Despite the industry’s downturn, Coober Pedy continues to lure outsiders, and it retains its hard-bitten reputation. Trucks displaying ‘‘explosives’’ signs clatter around the streets, and a notice outside the drive-in cinema politely requests that patrons refrain from bringing in dynamite. Poker games turn into three-day gambling sprees, and mining disputes are settled with fisticuffs in the pubs.
Over the past 20 years, Jackson has taught hundreds of people the rarefied arts of gem cutting and polishing. Recently student numbers have dwindled, though. Many came from other Australian states or abroad, and the year-long course, combined with travel and accommodation costs, had become too expensive. The college has now closed it down.

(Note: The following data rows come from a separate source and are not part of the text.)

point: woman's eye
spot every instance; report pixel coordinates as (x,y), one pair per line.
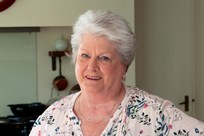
(104,58)
(85,55)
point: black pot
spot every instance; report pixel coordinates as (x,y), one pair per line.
(27,110)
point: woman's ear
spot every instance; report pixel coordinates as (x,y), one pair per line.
(126,67)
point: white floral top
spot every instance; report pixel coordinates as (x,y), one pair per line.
(139,114)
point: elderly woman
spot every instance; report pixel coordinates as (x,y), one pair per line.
(103,48)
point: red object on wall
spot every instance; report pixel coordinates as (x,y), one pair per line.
(5,4)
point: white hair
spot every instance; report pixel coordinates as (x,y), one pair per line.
(112,26)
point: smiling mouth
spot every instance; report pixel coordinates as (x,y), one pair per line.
(93,77)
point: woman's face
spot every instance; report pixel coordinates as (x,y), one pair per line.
(98,65)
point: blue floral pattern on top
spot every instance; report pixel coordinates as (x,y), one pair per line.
(139,114)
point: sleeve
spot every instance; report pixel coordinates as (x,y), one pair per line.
(172,121)
(40,126)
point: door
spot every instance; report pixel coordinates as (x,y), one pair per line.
(165,53)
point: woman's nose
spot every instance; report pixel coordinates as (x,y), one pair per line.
(93,65)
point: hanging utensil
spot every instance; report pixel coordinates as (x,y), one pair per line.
(60,82)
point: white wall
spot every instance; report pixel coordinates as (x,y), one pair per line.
(199,56)
(150,23)
(59,13)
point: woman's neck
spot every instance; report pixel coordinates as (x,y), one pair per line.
(103,99)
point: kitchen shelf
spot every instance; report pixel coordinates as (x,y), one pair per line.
(56,53)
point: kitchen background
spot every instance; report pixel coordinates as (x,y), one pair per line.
(27,73)
(159,24)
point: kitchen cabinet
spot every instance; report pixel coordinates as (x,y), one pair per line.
(59,13)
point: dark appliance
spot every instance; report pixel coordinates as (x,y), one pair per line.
(23,119)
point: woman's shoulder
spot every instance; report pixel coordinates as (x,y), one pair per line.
(143,99)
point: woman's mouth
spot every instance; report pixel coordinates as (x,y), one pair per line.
(93,77)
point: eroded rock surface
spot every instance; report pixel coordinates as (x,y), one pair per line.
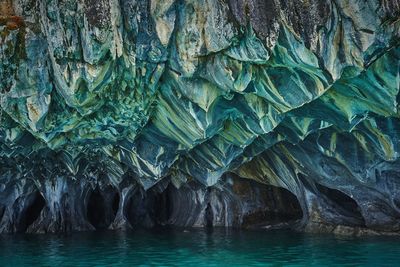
(122,113)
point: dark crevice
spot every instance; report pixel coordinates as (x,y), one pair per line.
(2,210)
(343,203)
(115,204)
(33,207)
(96,210)
(280,206)
(209,216)
(150,209)
(161,206)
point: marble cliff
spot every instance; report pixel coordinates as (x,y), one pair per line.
(245,113)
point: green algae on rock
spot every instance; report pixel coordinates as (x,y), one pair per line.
(169,101)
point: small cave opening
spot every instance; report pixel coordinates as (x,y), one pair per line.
(2,210)
(115,204)
(151,208)
(277,206)
(209,216)
(343,203)
(161,206)
(102,208)
(31,212)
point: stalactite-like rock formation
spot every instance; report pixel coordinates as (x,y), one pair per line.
(117,114)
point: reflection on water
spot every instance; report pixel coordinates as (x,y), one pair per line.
(197,247)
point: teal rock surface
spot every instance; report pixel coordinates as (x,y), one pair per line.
(272,113)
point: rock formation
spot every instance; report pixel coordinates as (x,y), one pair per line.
(124,113)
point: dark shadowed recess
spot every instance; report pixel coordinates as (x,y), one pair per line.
(2,210)
(245,204)
(34,205)
(343,203)
(281,206)
(102,207)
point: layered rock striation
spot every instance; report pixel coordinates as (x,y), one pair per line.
(124,113)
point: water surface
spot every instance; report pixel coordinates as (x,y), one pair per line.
(179,247)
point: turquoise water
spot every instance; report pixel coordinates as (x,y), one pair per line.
(197,248)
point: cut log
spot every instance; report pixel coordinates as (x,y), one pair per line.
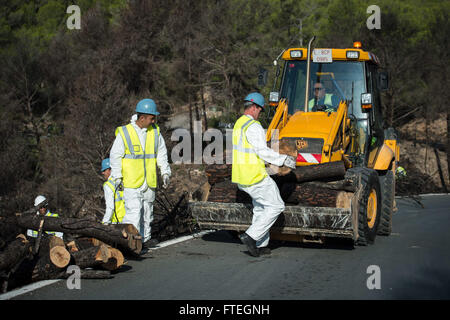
(115,261)
(217,173)
(91,257)
(72,246)
(119,235)
(115,258)
(59,255)
(14,252)
(313,196)
(89,274)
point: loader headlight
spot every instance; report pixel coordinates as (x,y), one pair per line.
(352,54)
(296,54)
(366,101)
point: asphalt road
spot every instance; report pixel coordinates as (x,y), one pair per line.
(412,263)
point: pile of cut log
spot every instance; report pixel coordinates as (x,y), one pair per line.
(98,250)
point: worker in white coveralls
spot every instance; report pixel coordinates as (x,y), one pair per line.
(42,204)
(115,205)
(137,150)
(250,152)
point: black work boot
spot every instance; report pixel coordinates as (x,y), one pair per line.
(251,244)
(264,251)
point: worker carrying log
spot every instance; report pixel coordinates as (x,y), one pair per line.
(250,152)
(41,202)
(115,205)
(138,148)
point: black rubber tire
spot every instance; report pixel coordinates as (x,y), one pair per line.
(387,183)
(369,181)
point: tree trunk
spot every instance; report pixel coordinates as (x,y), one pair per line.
(314,196)
(111,234)
(89,274)
(334,170)
(115,257)
(91,257)
(228,192)
(448,143)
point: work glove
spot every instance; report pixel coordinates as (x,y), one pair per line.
(290,162)
(118,183)
(166,180)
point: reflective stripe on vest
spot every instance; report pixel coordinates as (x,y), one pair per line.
(48,214)
(327,101)
(139,165)
(119,203)
(247,168)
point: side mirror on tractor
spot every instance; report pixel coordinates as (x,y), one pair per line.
(262,77)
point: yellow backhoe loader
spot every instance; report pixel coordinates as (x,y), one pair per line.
(344,183)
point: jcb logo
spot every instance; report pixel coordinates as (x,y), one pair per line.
(301,144)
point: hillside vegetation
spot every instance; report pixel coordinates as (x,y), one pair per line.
(63,92)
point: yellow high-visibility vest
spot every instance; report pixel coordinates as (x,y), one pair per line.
(247,168)
(139,165)
(52,233)
(327,101)
(119,203)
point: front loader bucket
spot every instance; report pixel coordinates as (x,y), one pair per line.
(294,220)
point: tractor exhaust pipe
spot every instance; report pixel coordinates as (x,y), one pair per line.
(308,65)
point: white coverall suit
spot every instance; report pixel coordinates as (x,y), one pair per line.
(139,201)
(266,198)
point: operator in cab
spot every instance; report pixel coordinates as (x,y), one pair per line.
(323,101)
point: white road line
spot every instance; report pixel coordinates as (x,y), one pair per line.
(181,239)
(28,288)
(41,284)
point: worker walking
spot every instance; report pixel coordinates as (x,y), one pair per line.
(250,151)
(42,204)
(115,205)
(137,150)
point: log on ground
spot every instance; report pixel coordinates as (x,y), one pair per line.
(335,170)
(115,257)
(91,257)
(313,196)
(59,255)
(109,234)
(228,192)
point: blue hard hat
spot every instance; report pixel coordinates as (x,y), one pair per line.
(105,164)
(256,98)
(147,106)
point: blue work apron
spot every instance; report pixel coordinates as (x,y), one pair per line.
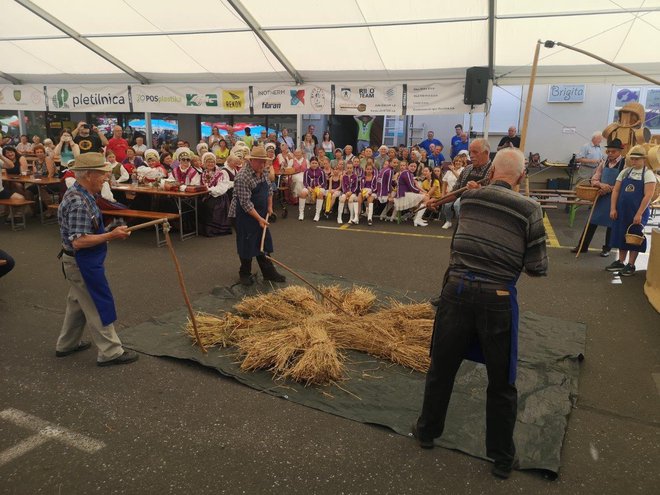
(630,198)
(474,352)
(248,230)
(90,263)
(601,214)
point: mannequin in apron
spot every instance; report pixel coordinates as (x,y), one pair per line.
(479,308)
(84,247)
(630,211)
(604,178)
(252,201)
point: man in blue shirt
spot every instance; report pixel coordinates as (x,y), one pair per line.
(455,139)
(426,144)
(462,144)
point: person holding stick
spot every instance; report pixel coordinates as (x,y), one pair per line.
(500,233)
(251,204)
(84,248)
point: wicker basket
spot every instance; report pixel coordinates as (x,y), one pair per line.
(633,239)
(586,191)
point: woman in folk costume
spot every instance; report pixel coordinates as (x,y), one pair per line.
(299,165)
(185,174)
(314,183)
(333,188)
(368,191)
(153,170)
(630,211)
(350,186)
(215,206)
(384,187)
(409,194)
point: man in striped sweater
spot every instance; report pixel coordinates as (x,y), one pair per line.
(500,234)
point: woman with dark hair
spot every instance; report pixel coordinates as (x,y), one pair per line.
(328,145)
(14,162)
(66,149)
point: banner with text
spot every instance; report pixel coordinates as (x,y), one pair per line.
(22,98)
(190,99)
(66,98)
(288,99)
(436,98)
(368,99)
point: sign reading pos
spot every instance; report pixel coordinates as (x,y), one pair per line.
(566,93)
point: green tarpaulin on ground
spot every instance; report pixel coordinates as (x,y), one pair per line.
(379,392)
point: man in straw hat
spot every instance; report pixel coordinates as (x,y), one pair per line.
(252,201)
(604,179)
(84,247)
(500,233)
(630,210)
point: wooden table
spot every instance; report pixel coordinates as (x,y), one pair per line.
(181,199)
(39,181)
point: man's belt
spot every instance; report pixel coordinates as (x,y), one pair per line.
(67,252)
(477,283)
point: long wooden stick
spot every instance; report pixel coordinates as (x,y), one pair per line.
(325,296)
(166,229)
(263,234)
(147,224)
(612,64)
(584,232)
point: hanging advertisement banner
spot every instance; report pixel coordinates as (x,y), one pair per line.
(368,99)
(67,98)
(436,98)
(290,99)
(22,98)
(190,99)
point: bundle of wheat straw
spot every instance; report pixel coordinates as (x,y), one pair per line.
(294,335)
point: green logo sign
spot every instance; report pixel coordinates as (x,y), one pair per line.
(60,99)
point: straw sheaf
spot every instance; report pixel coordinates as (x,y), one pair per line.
(294,335)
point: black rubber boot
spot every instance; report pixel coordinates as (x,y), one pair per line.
(268,270)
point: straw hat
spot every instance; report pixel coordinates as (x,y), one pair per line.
(637,151)
(615,144)
(636,109)
(151,153)
(91,161)
(258,152)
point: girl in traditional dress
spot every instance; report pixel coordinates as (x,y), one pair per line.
(350,186)
(314,182)
(409,194)
(215,206)
(629,209)
(368,191)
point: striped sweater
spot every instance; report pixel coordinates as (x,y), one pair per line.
(500,233)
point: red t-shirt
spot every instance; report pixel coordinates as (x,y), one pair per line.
(118,147)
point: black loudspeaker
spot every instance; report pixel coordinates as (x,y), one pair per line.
(476,86)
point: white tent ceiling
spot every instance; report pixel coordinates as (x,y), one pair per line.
(161,41)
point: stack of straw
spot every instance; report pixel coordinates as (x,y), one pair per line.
(293,335)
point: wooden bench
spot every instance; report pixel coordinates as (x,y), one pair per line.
(20,205)
(139,215)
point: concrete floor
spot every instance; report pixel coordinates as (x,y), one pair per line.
(174,427)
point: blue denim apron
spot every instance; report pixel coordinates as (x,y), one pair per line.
(248,230)
(90,263)
(630,197)
(601,214)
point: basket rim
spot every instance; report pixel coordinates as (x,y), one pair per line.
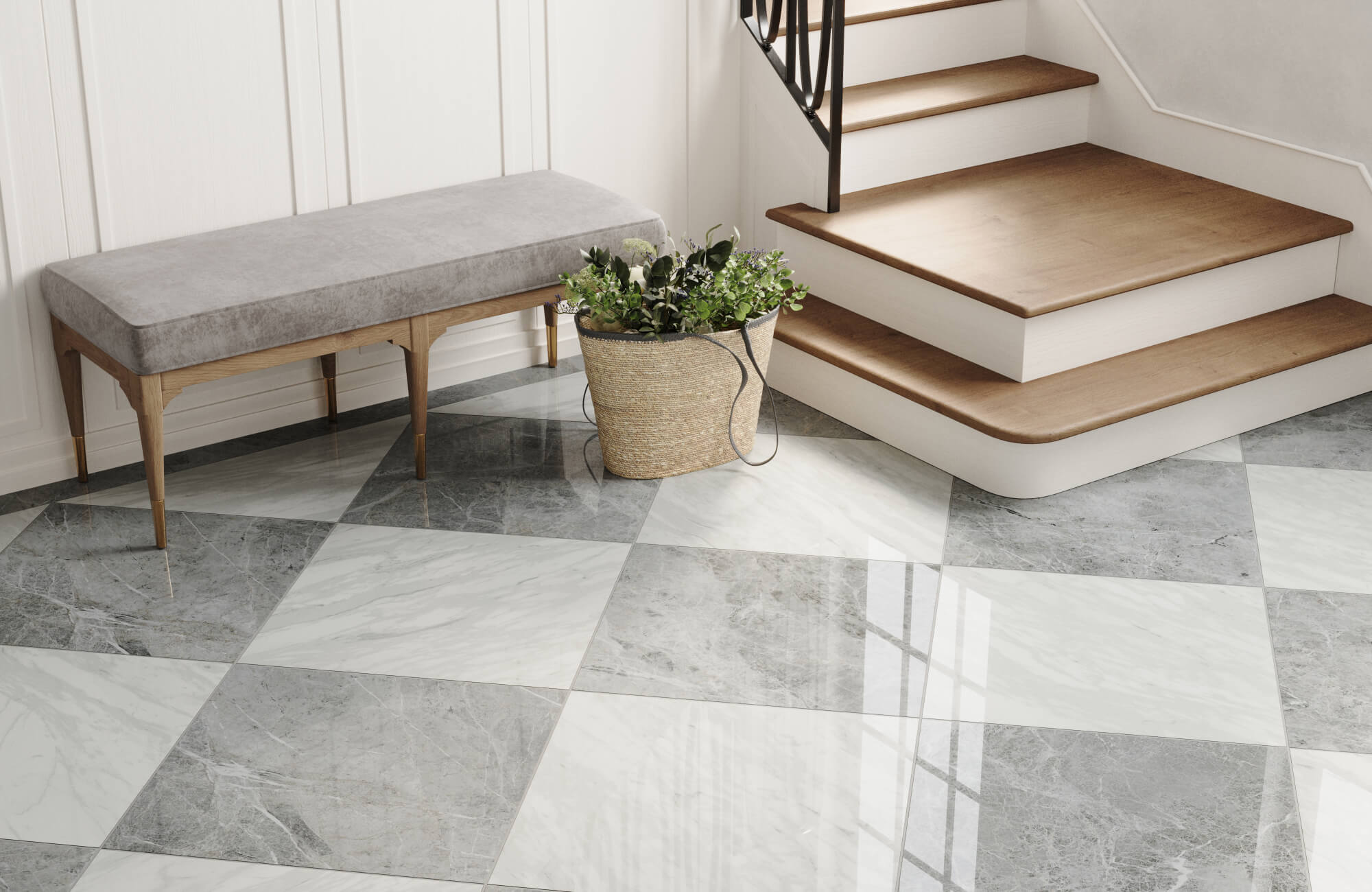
(670,337)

According to Jackson, the cost of mining has gone up dramatically. “Fuel has gone up, explosives have gone up, licences have gone up,” he says. “So there are fewer people mining and there’s less opal coming out of the ground.
“It’s very hard to attract young males into the industry now, because it’s hard work and it costs a lot of money. There are very few boys going up there with a sense of adventure. It’s only the sons of miners that are sticking it out and working up there.”
His students learnt how to transform a rough stone into a carved, polished gem. They were also taught geology, gemology, history and jewellery-making. Nearly three-quarters were women, often miners’ wives who would prise a few stones out of a chunk of
opal-encrusted rock before their husbands sold it.
“It’s a lovely medium to work with,” says Jackson. “It’s quite a soft stone, so you can work with it easily and it takes a very high shine very quickly.” Cut and polished, opal is worth three to four times more than in its rough state.
According to John Dustan, a Coober Pedy miner who runs a shop in the town, opal prices have been stagnant for years. “A lot of factories overseas that used to buy our opal for inlay work have switched to synthetic opal,” he says.
“Twenty years ago in Coober Pedy there would always be at least 20 to 30 buyers ready to buy opal on the fields. Now you’re lucky to find three or four.”